India. La Corte Suprema ha respinto l’appello per legalizzare i matrimoni tra persone dello stesso sesso

di Alberto Galvi

La Corte suprema indiana ha respinto la legalizzazione dei matrimoni tra persone dello stesso sesso, colpendo così i diritti delle persone omoaffettive. Tre giudici su cinque hanno ritenuto che la questione dovrebbe essere decisa dal Parlamento, ma hanno anche approvato la proposta del governo di creare un comitato per valutare la concessione di determinati diritti e benefici alle coppie dello stesso sesso.

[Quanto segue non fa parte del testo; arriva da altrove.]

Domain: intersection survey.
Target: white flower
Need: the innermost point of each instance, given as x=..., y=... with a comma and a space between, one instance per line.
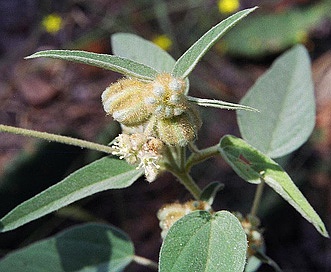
x=142, y=150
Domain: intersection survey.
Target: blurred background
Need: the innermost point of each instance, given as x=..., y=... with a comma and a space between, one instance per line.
x=60, y=97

La sentenza della Corte suprema fa seguito ad una petizione in cui si sosteneva che il mancato riconoscimento delle unioni omoaffettive violasse i diritti costituzionali delle persone gay. Il governo indiano del primo ministro Narendra Modi, del partito Bharatiya Janata, si è opposto alla petizione, sostenendo che la questione sarebbe dovuta spettare al Parlamento.
La sentenza arriva cinque anni dopo che la massima Corte suprema ha annullato un divieto dell’era coloniale sul sesso gay. L’Asia è lenta nell’abbracciare i diritti delle persone gay per il rischio di reazioni incontrollabili a seconda delle realtà culturali. Taiwan e il Nepal sono gli unici posti nella regione che riconoscono le unioni tra persone dello stesso sesso.

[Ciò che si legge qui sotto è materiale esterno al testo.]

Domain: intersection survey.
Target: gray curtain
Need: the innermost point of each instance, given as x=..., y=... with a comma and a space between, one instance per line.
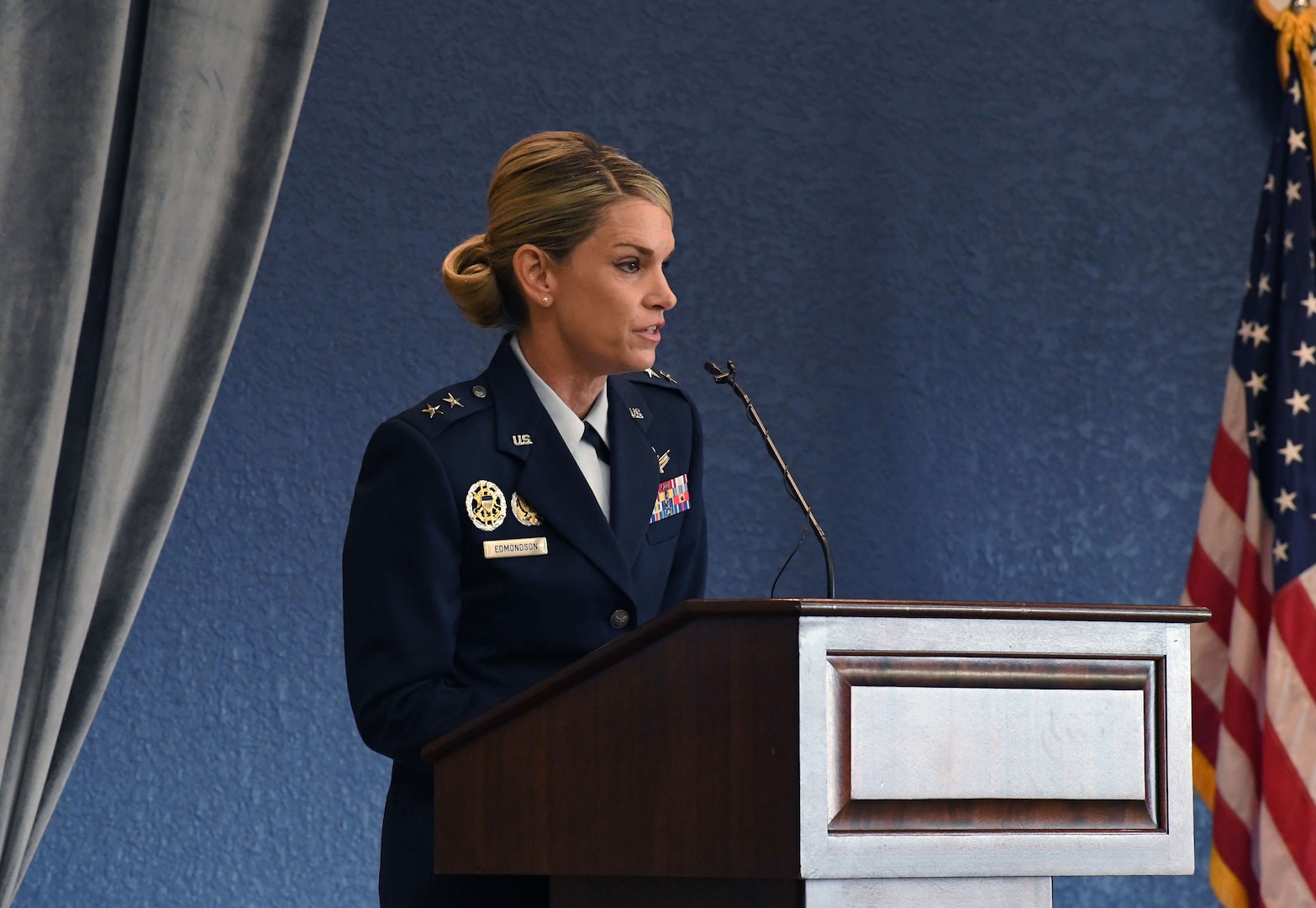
x=141, y=149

Nonostante l’omosessualità in India sia stata depenalizzata dal 2018, gli attivisti affermano che le minoranze sessuali spesso subiscono discriminazioni nella vita quotidiana. Diversi attivisti per i diritti dei gay hanno promesso di continuare la loro lotta per la parità di diritti. Il giudice capo della Corte suprema Chandrachud ha affermato che lo Stato dovrebbe fornire alcune protezioni legali alle coppie dello stesso sesso, sostenendo che negare loro benefici e servizi concessi alle coppie eteroaffettive violasse i loro diritti fondamentali.